The recognition performance analysis of RIMFRA is done in two ways: 1- Training-based recognition performance analysis 2- Similarity-based recognition performance analysis. Since RIMFRA runs on color images, all images in each non-colored dataset are initially converted to RGB color space. To do this, a conversion map is generated by taking a reference colored image and its non-colored version. A best possible map is tried to be created for the conversion purpose. As is known, it is not possible to find a complete conversion map from gray to RGB conversion. Therefore, it is tried to find the best possible conversion map. Because the images of the Face94 data set are originally in a colored form, they give the best results during simulations. However, because other data sets consist of non-colored images, these images are first converted to RGB and then processed. The conversion process is unclear as it is approximate, which naturally affects the results.

3.2.1 Training-based recognition performance analysis

At this stage, supervised learning is used during classification. %80 of each individual’s images in each dataset is used for training and the remaining images of the individuals are used for testing. Table 18 shows the performance results of RIMFRA and the-state-of-the-art methods in terms of recognition accuracy. As it can be seen in Table 18, RIMFRA performs promisingly well when compared to other methods in terms of classification accuracy analysis using supervised learning. RIMFRA performs remarkably even on the challenging datasets CAS-PEAL-R1, JAFFE and ORL.

3.2.2 Similarity-based recognition performance analysis

At this stage, recognition performance measurement of RIMFRA and the-state-of-the-art methods are done by implementing similarity analysis between the feature sets of the images. That is, the feature set of the image that is being searched is calculated and then compared to the feature sets of each image in the dataset. If the tag of the most similar image found matches up with the tag of the image that is being searched, that shows a hit (true-positive), otherwise a miss (false-positive). Table 19 figures out the recognition accuracy performances of each method in each dataset. As clarified in the table, RIMFRA competes with the other methods even on the challenging datasets without any training, that is without any knowledge.

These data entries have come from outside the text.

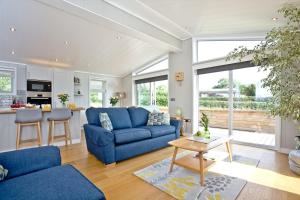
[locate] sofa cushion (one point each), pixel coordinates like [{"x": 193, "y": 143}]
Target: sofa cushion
[
  {"x": 62, "y": 182},
  {"x": 123, "y": 136},
  {"x": 138, "y": 116},
  {"x": 157, "y": 131},
  {"x": 119, "y": 117},
  {"x": 105, "y": 121}
]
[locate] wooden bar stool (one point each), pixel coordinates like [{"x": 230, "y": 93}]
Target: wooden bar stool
[
  {"x": 60, "y": 115},
  {"x": 28, "y": 117}
]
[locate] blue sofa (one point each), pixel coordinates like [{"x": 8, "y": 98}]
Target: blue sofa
[
  {"x": 37, "y": 173},
  {"x": 131, "y": 135}
]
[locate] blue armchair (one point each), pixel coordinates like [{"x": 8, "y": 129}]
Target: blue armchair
[
  {"x": 37, "y": 173},
  {"x": 131, "y": 135}
]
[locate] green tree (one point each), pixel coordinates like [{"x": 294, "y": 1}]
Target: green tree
[
  {"x": 248, "y": 90},
  {"x": 162, "y": 96}
]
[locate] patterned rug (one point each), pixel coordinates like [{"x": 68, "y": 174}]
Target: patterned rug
[{"x": 184, "y": 184}]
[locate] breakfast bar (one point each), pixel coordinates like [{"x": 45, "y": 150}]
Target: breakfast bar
[{"x": 9, "y": 128}]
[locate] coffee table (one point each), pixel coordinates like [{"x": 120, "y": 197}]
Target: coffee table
[{"x": 197, "y": 163}]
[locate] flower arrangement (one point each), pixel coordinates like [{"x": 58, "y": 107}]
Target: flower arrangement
[
  {"x": 204, "y": 122},
  {"x": 63, "y": 98},
  {"x": 114, "y": 100}
]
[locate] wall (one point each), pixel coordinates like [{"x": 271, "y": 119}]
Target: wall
[{"x": 181, "y": 92}]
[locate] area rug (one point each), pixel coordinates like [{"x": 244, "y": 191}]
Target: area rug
[{"x": 182, "y": 183}]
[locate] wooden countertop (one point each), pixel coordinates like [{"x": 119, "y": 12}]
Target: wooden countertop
[{"x": 12, "y": 111}]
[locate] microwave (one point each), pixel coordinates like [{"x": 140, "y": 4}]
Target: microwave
[{"x": 39, "y": 86}]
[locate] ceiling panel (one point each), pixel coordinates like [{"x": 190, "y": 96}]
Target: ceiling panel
[{"x": 41, "y": 35}]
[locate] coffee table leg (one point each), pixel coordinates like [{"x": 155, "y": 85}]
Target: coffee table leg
[
  {"x": 173, "y": 159},
  {"x": 201, "y": 168},
  {"x": 228, "y": 147}
]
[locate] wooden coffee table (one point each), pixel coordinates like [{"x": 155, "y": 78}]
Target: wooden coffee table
[{"x": 198, "y": 163}]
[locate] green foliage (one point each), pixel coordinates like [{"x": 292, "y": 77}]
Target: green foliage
[
  {"x": 280, "y": 55},
  {"x": 5, "y": 84},
  {"x": 162, "y": 96}
]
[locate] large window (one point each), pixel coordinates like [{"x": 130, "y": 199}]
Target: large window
[
  {"x": 153, "y": 92},
  {"x": 7, "y": 81},
  {"x": 97, "y": 92}
]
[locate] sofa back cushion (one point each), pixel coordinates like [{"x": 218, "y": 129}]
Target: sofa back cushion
[
  {"x": 119, "y": 117},
  {"x": 138, "y": 116}
]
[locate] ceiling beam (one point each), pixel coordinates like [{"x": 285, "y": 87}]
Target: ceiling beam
[{"x": 105, "y": 14}]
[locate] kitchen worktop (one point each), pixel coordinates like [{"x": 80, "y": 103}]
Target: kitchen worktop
[{"x": 12, "y": 111}]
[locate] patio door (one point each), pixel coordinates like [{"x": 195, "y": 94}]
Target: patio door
[{"x": 234, "y": 100}]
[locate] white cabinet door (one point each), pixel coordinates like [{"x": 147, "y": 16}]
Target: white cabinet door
[
  {"x": 39, "y": 73},
  {"x": 63, "y": 82}
]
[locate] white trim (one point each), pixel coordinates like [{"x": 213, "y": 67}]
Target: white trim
[{"x": 284, "y": 150}]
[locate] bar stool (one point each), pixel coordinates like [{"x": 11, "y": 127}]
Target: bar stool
[
  {"x": 28, "y": 117},
  {"x": 59, "y": 115}
]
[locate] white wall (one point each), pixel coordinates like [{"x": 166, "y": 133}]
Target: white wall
[
  {"x": 182, "y": 93},
  {"x": 113, "y": 85}
]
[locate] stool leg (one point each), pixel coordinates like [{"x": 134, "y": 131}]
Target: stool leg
[
  {"x": 52, "y": 131},
  {"x": 39, "y": 134},
  {"x": 18, "y": 136},
  {"x": 66, "y": 133},
  {"x": 69, "y": 131}
]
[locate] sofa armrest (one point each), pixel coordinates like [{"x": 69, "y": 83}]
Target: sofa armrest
[
  {"x": 26, "y": 161},
  {"x": 177, "y": 124},
  {"x": 99, "y": 135}
]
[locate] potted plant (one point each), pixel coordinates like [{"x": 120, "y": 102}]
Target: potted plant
[
  {"x": 279, "y": 55},
  {"x": 113, "y": 101},
  {"x": 204, "y": 122},
  {"x": 63, "y": 99}
]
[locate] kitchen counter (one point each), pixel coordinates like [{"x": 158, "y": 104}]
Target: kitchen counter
[
  {"x": 9, "y": 129},
  {"x": 12, "y": 111}
]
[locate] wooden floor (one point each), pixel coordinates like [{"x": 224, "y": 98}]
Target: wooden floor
[{"x": 271, "y": 180}]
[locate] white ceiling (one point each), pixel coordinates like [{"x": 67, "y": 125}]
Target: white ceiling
[
  {"x": 41, "y": 32},
  {"x": 207, "y": 18},
  {"x": 118, "y": 36}
]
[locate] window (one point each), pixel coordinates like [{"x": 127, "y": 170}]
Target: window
[
  {"x": 158, "y": 66},
  {"x": 7, "y": 81},
  {"x": 97, "y": 92},
  {"x": 153, "y": 92},
  {"x": 208, "y": 50}
]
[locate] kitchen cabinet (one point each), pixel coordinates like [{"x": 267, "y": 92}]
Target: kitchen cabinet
[
  {"x": 63, "y": 83},
  {"x": 39, "y": 73}
]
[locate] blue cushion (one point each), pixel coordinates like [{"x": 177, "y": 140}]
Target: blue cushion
[
  {"x": 138, "y": 116},
  {"x": 62, "y": 182},
  {"x": 157, "y": 131},
  {"x": 130, "y": 135},
  {"x": 119, "y": 117},
  {"x": 25, "y": 161}
]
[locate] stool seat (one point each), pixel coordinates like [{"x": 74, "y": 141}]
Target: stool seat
[
  {"x": 28, "y": 117},
  {"x": 60, "y": 114}
]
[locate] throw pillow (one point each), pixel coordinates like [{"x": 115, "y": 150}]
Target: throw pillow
[
  {"x": 3, "y": 173},
  {"x": 157, "y": 119},
  {"x": 105, "y": 121}
]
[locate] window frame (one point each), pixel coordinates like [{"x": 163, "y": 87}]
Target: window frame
[
  {"x": 13, "y": 72},
  {"x": 102, "y": 90}
]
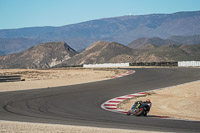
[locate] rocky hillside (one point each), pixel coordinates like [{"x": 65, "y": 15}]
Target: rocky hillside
[
  {"x": 41, "y": 56},
  {"x": 176, "y": 40},
  {"x": 112, "y": 52},
  {"x": 60, "y": 54},
  {"x": 122, "y": 29},
  {"x": 155, "y": 40},
  {"x": 102, "y": 52}
]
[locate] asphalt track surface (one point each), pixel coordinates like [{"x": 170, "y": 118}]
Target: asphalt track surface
[{"x": 80, "y": 104}]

The final step of the simulations is to measure recognition accuracy when images are subject to rotational changes. At this point, the desired image is rotated by 90° and then the feature set is extracted. The feature set is then compared with the feature set of the non-rotated images. Not surprisingly, RIMFRA shows remarkable performance under the circumstance of rotational change as presented in Table 20.

4 Conclusion

This paper proposes a rotation-invariant multi-spectral facial recognition approach, which is highly resistant especially to rotational variances, as well as illumination changes and noise effects. Nearly all methods proposed so far have based on gray-level domain that ignores the information embodied in the color bands. The traditional view during texture extraction is considering the relationships of the pixels only in the colorless domain. However, during texture extraction, significant discriminative features can be obtained by considering the relationships between different color bands of the neighboring pixels. With this in mind, RIMFRA explores the multi-spectral relationships of pixels with their neighbors. Orthogonal polynomials are an effective way of representing 2D matrices. Thus, the resulting matrices produced in the previous step are fed to the orthogonal polynomial decomposition stage. The first few coefficients of the polynomial are the ones that the most information about the 2D matrix and also help reduce the size of the feature set. Simulation results encourage us to take the idea a step further by considering not only the RGB space but also other color spaces and combining the features of different color spaces as a compound feature set in future studies.